Sweet but Bitter: Focus on Fructose Impact on Brain Function in Rodent Models

Abstract

Fructose consumption has drastically increased during the last decades due to the extensive commercial use of high-fructose corn syrup as a sweetener for beverages, snacks and baked goods. Fructose overconsumption is known to induce obesity, dyslipidemia, insulin resistance and inflammation, and its metabolism is considered partially responsible for its role in several metabolic diseases. Indeed, the primary metabolites and by-products of gut and hepatic fructolysis may impair the functions of extrahepatic tissues and organs. However, fructose itself causes an adenosine triphosphate (ATP) depletion that triggers inflammation and oxidative stress. Many studies have dealt with the effects of this sugar on various organs, while the impact of fructose on brain function is, to date, less explored, despite the relevance of this issue. Notably, fructose transporters and fructose metabolizing enzymes are present in brain cells. In addition, it has emerged that fructose consumption, even in the short term, can adversely influence brain health by promoting neuroinflammation, brain mitochondrial dysfunction and oxidative stress, as well as insulin resistance. Fructose influence on synaptic plasticity and cognition, with a major impact on critical regions for learning and memory, was also reported. In this review, we discuss emerging data about fructose effects on brain health in rodent models, with special reference to the regulation of food intake, inflammation, mitochondrial function and oxidative stress, insulin signaling and cognitive function.

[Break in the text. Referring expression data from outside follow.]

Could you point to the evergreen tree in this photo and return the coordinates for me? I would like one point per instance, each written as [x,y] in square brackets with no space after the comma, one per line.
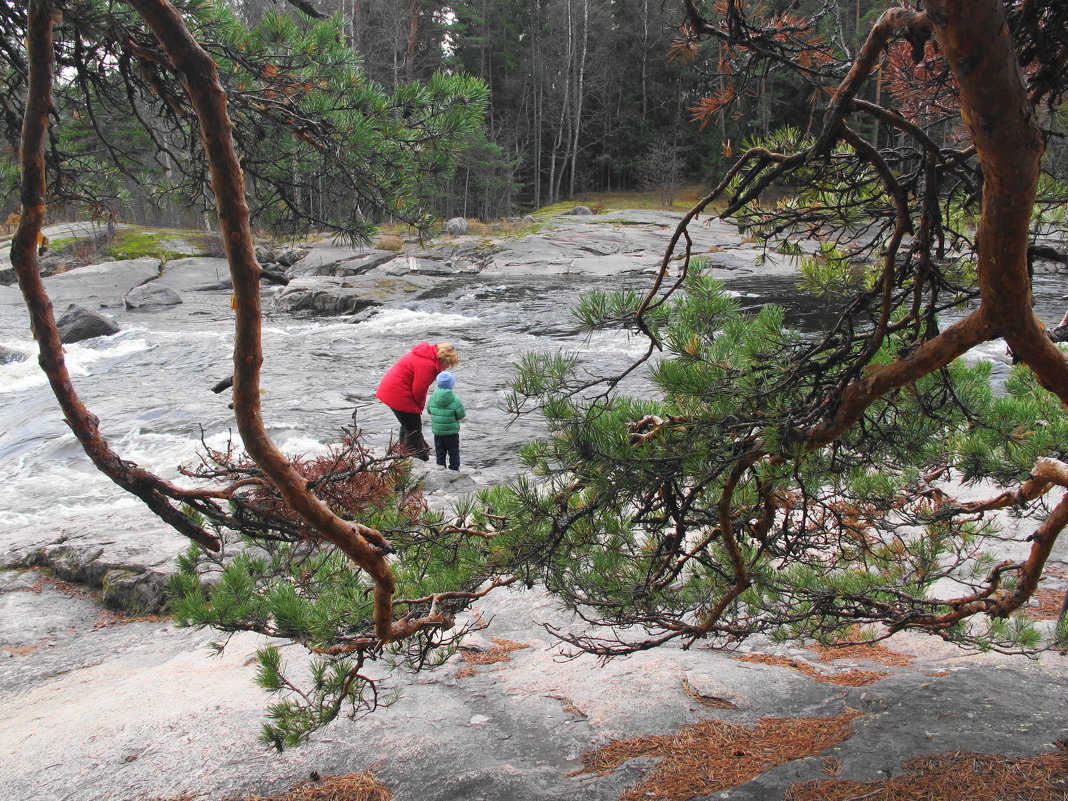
[323,146]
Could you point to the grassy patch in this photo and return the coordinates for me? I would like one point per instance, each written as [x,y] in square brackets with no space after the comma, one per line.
[686,198]
[156,244]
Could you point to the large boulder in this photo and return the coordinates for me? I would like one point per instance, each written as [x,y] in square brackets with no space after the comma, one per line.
[291,255]
[364,264]
[152,296]
[9,357]
[100,284]
[319,295]
[78,324]
[197,273]
[456,226]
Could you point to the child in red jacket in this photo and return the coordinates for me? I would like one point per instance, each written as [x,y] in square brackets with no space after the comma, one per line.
[404,390]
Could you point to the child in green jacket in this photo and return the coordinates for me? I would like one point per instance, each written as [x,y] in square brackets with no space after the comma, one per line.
[446,411]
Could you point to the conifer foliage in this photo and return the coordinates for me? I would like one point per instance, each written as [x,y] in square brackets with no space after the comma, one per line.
[798,487]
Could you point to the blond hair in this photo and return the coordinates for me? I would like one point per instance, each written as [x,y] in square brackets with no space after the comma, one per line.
[448,355]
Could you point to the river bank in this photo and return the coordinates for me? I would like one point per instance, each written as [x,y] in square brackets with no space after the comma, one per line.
[95,705]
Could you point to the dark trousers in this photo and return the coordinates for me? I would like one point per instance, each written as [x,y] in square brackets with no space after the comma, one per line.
[411,435]
[448,444]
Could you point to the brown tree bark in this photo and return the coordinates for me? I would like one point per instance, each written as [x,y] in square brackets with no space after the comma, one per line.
[364,546]
[158,495]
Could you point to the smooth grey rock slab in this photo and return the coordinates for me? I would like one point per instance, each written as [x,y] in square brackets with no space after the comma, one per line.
[363,264]
[198,273]
[291,255]
[322,295]
[9,357]
[78,324]
[456,226]
[320,260]
[100,284]
[152,296]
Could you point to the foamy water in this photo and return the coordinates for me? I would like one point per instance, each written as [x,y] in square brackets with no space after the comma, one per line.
[151,383]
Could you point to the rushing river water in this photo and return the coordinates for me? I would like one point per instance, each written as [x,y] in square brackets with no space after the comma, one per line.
[151,383]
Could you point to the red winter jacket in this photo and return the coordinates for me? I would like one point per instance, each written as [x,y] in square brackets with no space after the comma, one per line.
[405,385]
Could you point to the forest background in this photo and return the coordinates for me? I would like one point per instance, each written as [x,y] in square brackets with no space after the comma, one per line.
[583,96]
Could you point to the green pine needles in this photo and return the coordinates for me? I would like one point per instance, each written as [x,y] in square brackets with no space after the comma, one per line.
[699,512]
[275,578]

Keywords: GLUT5; brain insulin resistance; brain mitochondria; brain oxidative stress; cognitive impairment; fructose diet; neuroinflammation.

Figure 1

Fructose is cleared by the small intestine, which converts it into different metabolic intermediates. High fructose doses overwhelm the intestinal capacity for fructose metabolism, and a part of fructose spills over to the liver, which can metabolize it. Gut- and liver-derived metabolic intermediates or fructose itself can reach the brain, exerting effects on regulation of food intake, brain inflammation, mitochondrial function and oxidative stress, insulin signaling and cognitive function. Down arrow indicates downregulated and up arrow indicates upregulated cellular pathways by fructose intake. GLUT5 = glucose transported 5.

Figure 2

Major brain changes following fructose dietary introduction. The boxes indicate proteins and mechanisms modulated by fructose treatment in the brain in the context of the regulation of food intake, neuroinflammation, mitochondrial function, oxidative stress, insulin signaling and cognitive function. Up arrows indicate parameters stimulated and down arrows indicate parameters reduced by fructose intake. p-IRS = phosphorylated insulin receptor and insulin receptor substrate 1; p-Akt = serine/threonine protein kinase B; GLUT1 = glucose transporter 1; NRF2 = nuclear factor 2; AGE = advanced glycation end products; BDNF = brain derived neurotrophic factor; LTP = long-term potentiation; LTD = long-term depression; PGC1-α = peroxisome proliferator-activated receptor gamma coactivator-1 alpha; TLR4 = toll-like receptor 4; NF-kB = nuclear factor kappa-light-chain-enhancer of activated B cells.